O “paciente de Oslo” é um homem de 63 anos que foi diagnosticado com HIV aos 44. Em 2020, recebeu um transplante de células estaminais para tratar a síndrome mielodisplásica, um tipo de cancro do sangue, e foi selecionado um dador com a mutação genética CCR5-delta 32, que ocorre naturalmente. Conforme a orientação e sob supervisão médica, interrompeu o tratamento antirretroviral e, quatro anos depois, permanece livre de qualquer vestígio detetável do vírus da imunodeficiência humana que causa a SIDA.

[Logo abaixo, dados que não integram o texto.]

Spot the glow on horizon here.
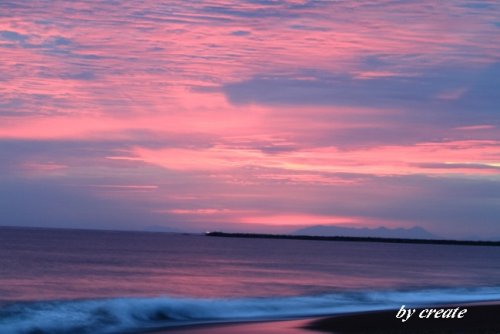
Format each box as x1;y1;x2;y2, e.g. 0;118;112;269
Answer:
0;0;500;237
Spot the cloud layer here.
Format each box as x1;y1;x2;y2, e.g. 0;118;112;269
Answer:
0;0;500;238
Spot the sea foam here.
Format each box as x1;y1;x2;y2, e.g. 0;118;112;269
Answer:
0;287;500;334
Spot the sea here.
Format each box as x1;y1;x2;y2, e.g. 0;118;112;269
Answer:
0;227;500;334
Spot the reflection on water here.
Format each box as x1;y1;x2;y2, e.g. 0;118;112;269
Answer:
0;228;500;301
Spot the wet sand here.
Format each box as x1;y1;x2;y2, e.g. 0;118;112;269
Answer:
154;302;500;334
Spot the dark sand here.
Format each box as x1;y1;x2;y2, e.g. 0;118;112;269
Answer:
306;304;500;334
154;302;500;334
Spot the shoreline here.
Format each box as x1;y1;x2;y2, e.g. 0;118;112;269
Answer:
148;301;500;334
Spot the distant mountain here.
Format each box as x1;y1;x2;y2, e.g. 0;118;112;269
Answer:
292;225;439;239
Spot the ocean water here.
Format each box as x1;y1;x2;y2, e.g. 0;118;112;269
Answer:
0;228;500;334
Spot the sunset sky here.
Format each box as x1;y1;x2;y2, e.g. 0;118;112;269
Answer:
0;0;500;238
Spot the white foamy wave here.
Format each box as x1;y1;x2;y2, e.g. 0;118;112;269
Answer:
0;287;500;334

O transplante de células estaminais é um procedimento “muito agressivo” indicado para cancros do sangue e não aplicável à população em geral que vive com HIV. No entanto, o procedimento permite compreender melhor como ocorre a cura e avançar para estratégias aplicáveis a todas as pessoas com HIV.
Agora, com dez doentes já curados, agora é possível que os investigadores podem começar a identificar padrões comuns e a procurar outras técnicas e terapias. Procedimentos com as células CAR-T, que consiste em modificar as próprias células imunitárias do doente para que estas reconheçam e destruam as células-alvo do HIV, também já estão sendo utilizados com bons resultados em alguns casos. Outras equipas estão também a realizar pesquisas preliminares sobre terapias genéticas para modificar o gene CCR5 e induzir a conhecida mutação CCR5-delta32, bloqueando assim a entrada do vírus nas células.